The alleged perpetrator, “an expert in crypto assets and concealment of funds,” according to the National Police, committed the attack in two batches. Not if before illegally obtaining the keys to the network from an official of a court in Bilbao. On October 18, in a first attack that lasted five and a half hours, he obtained the bank details of 438,000 taxpayers. In the early hours of October 20, the second was perpetrated by accessing the “extended accounts” database of the State Tax Administration Agency. From there, bank details of 137,186 taxpayers were obtained.

From there, the data was transferred to two servers in Lithuania. The analysis of the digital evidence located on both servers as well as the economic inquiries through cryptocurrencies led the National Police to prove that Alcasec was the administrator. In one of them, the detainee had installed the instant messaging application Gajim with the username Chimichurri. According to the investigators, he used this application to have all kinds of conversations related to his criminal activity.

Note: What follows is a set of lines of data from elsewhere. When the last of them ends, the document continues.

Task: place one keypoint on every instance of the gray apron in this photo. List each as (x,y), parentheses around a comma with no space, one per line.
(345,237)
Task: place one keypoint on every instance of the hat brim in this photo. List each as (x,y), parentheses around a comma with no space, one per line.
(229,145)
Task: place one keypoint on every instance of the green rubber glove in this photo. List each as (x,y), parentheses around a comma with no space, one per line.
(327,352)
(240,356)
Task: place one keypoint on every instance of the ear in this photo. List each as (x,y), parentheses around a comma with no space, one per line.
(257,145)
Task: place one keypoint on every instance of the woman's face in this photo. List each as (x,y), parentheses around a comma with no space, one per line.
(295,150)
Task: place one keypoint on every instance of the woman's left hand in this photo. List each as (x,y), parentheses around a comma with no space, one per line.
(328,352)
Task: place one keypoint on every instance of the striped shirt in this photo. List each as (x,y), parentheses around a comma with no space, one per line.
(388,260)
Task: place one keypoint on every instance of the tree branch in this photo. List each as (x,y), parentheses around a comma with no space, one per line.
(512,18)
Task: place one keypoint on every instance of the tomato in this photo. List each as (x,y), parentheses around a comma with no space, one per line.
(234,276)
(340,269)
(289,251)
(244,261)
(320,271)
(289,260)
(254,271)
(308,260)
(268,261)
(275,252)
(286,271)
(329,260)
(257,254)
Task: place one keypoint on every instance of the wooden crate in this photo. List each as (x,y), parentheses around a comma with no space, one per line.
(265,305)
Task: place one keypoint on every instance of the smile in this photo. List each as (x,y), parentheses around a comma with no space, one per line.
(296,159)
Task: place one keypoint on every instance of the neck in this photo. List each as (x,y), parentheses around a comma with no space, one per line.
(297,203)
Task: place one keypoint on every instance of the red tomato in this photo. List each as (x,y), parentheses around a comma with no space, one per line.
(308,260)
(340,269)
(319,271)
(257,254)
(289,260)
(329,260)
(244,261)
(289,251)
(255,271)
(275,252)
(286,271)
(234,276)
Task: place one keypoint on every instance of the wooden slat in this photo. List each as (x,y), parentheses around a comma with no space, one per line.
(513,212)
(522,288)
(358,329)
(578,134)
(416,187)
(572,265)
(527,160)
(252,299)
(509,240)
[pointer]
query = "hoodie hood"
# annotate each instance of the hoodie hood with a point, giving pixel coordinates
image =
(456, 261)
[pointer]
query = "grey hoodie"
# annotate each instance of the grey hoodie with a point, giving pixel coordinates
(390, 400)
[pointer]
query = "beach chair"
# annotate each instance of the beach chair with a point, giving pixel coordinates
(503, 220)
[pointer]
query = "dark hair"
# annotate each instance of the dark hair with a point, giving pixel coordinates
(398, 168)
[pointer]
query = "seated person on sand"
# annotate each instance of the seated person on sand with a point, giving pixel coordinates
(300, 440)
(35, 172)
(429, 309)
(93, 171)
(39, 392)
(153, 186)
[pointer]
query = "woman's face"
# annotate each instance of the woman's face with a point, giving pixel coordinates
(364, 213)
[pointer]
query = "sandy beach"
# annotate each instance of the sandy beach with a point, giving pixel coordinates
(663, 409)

The UDYAT portal was hosted on another of the servers, an on-demand query service for illegally obtained data. That is, a kind of portal that sold data on demand to criminals. In an interview on the YouTube channel Club113, the arrested person —under the pseudonym Alca and without letting his face be seen— claimed on camera to be the creator of UDYAT. Not only that, he boasted of having stored data from 90% of Spaniards.

On that same server, the agents also managed to locate various documentation of the young hacker before the operation exploded. Among them, a temporary authorization to drive, a report of academic notes or a report of his background. All in the name of José Luis Huertas.

As Judge Calama states in the prison order, the content of the conversations analyzed in the Gajim application infers the participation of the detainee in the cyberattack on the CGPJ, since he himself claims “to have access” to the Information Systems of the General Directorate of Police, the cybernetic infrastructure used in the attack.

Investigators suspect that Alcasec put the stolen data up for sale on the uSms platform. At the moment, the amount of money that the theft of the information could have reported is unknown, but the judge leaves a suspicion written in the car. When he argues for provisional detention due to flight risk, he affirms that the detainee has so-called “cold wallets” in which he has deposited significant amounts of cryptocurrencies “that would allow him to have sufficient liquidity to reside anywhere in the world.”